あなたの会社がもし確定拠出年金だったら「加入」を
会社の退職金制度として考えると「加入しない」のもおかしな気がしますが、確定拠出年金制度は加入が強制される場合と、選択制になっている場合があります。もし加入しない場合は毎月の掛金(会社が負担する分)について現金払いで給与や賞与に上乗せして精算給付されます。
これだけ聞くと「給料も増えるのでは?」と思いますが、実際には所得税・住民税、社会保険料などが引かれるため、手取りは70~80%くらいにダウンします。確定拠出年金に加入すれば、そうした引き算はなしに全額が口座に入金されます。
「現金でもらって、好きなところで運用をしよう」と思っても、運用利回り的には「スタート時点でマイナス20~30%」になってしまうというわけです。あなたの老後の資産形成を考えても「加入する」を選択するとより安心でしょう。
運用商品選びで悩むならバランス型ファンド(株式投資比率が高いもの)を1点買えば十分
投資教育をした場合でも、新卒社会人が「なるほど、私は分散投資をこのようなポートフォリオで組みますね」とシミュレーションを行いながら、1%刻みで調整できるリテラシーのレベルになれるわけではありません。
講師は「長期投資で考えよう」、「分散投資を行いましょう」といった基本的な説明はできますが相場観などを述べることは許されておらず(法律上禁止されている)、アセットクラスごとの期待リターンやリスク、相関係数を、数値で提供することもあまりできないからです(簡単なYes-No式のチャートで5パターンくらいの分散例示をすることが多い)。また、講師は「この○○投資信託がいいですよ。△△投資信託はダメ」と具体的な銘柄について言及できません(これも法律上禁止されています)。
これは金融機関の職員が講師となった場合、我田引水(がでんいんすい)の講義とならない様な「よい規制」でもある一方で、受講者側にとっては「で、どうすればいいの?」と最後にモヤモヤ終わってしまう欠点もあります。

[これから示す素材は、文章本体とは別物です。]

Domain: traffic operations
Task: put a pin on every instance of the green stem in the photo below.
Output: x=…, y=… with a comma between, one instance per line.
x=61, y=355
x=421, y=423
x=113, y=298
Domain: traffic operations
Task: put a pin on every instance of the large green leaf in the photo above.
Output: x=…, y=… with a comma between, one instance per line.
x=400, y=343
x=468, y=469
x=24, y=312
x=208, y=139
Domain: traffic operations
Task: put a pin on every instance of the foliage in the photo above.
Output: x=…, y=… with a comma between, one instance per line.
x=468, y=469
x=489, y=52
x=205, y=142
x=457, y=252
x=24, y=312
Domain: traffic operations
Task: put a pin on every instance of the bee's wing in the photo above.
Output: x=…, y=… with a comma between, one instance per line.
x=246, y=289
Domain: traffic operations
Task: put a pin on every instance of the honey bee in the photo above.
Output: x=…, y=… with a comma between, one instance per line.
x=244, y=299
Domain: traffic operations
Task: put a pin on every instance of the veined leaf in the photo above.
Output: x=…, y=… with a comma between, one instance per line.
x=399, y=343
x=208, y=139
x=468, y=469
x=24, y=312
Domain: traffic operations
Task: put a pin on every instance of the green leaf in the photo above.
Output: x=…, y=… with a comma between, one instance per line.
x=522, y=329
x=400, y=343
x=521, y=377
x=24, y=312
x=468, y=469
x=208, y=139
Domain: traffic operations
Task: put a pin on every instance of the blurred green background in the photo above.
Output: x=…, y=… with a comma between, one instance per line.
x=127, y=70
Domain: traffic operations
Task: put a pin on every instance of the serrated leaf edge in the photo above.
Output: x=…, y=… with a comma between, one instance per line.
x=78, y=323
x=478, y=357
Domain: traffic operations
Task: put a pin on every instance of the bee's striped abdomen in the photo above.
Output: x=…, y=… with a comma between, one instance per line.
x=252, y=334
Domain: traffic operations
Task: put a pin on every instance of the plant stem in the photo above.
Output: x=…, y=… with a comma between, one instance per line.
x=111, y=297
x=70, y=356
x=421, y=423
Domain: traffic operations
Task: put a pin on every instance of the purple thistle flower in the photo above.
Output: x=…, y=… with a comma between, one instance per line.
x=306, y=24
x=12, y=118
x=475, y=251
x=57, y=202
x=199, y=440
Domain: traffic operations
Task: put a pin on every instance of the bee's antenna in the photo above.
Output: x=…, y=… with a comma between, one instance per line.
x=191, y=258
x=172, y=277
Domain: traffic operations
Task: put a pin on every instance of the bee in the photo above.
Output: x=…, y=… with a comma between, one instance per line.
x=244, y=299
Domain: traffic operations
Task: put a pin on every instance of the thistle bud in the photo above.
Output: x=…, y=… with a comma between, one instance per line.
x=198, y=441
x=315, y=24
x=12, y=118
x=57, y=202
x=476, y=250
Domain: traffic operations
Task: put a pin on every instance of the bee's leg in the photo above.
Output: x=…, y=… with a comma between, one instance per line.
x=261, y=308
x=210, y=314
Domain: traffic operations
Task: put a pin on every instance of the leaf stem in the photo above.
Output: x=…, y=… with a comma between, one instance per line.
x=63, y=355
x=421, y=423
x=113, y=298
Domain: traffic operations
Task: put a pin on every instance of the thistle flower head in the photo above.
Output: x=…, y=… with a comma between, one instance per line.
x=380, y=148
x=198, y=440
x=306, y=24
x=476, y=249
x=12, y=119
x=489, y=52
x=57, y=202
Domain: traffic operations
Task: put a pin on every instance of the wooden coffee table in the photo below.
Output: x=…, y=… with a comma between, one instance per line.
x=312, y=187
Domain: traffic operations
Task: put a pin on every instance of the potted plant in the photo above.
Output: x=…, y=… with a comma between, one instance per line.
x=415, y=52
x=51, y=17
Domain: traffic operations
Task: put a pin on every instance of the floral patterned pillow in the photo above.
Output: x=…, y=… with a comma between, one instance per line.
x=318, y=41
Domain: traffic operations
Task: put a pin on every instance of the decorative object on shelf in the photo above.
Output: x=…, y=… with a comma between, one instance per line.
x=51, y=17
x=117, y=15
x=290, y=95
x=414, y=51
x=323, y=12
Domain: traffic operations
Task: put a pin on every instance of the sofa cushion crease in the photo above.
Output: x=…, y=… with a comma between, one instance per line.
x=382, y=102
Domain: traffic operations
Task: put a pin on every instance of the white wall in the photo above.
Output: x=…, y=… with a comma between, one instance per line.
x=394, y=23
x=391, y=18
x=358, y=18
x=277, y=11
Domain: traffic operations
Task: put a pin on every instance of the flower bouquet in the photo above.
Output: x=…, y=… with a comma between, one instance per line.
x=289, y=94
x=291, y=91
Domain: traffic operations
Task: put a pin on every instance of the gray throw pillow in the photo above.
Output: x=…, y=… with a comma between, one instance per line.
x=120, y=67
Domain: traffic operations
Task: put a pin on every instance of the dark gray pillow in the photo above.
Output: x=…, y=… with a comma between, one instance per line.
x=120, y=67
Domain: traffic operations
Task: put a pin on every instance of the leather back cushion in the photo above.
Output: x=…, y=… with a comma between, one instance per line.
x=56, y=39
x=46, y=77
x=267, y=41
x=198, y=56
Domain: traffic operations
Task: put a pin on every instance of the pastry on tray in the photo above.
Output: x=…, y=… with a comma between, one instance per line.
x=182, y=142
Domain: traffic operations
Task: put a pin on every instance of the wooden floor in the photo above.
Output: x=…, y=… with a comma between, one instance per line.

そこで、会社や金融機関の講師が言えないところをズバリ言いましょう。
1)投資商品の一覧表を探し「バランス型ファンド」をみつける
2)複数本あるならインデックス運用のタイプであること、信託報酬(運用管理費用)が安いほうを選ぶ
3)一般には「××バランス型ファンド(株式投資比率25、50、75)」とか「□□バランス型ファンド(安定型、安定成長型、成長型)」のように3種類が並んでいるが、一番株式投資比率が高いものを選ぶ
4)毎月の掛金の運用指図はそのバランス型ファンド「100%」と書く
です。
新入社員が、いきなり「外国株」「外国株」「国内債券」「外国債券」のインデックスファンドを4本選択し、かつ資産配分割合を検討することは現実的ではありません。また定期的なメンテナンスも実行困難でしょう。であれば、バランス型ファンドを1本だけ購入し、定期的なリバランス(リスク資産の値上がり値下がりに応じてリスクを調整するしくみ)はバランス型ファンドの運用方針にお任せしたほうがよいでしょうし、バランス型ファンドで国内外に分散投資を行うことをおすすめします。
ただし債券比率があまりにも高いバランス型ファンドを持つと、本人はリスクを取ったつもりが株価上昇時にはあまり利回りが得られないので、株式投資比率は一番高いものを選ぶといいでしょう。
こういう本音ベースのアドバイスは絶対に会社の人も金融機関の講師も言えませんから、参考にしてみてください(会社の先輩も金融機関の講師も、あなたの運用結果を保証できないので、言えないのは仕方がない。もちろん私も結果は保証しませんので、自己責任で最終決断をしてください)。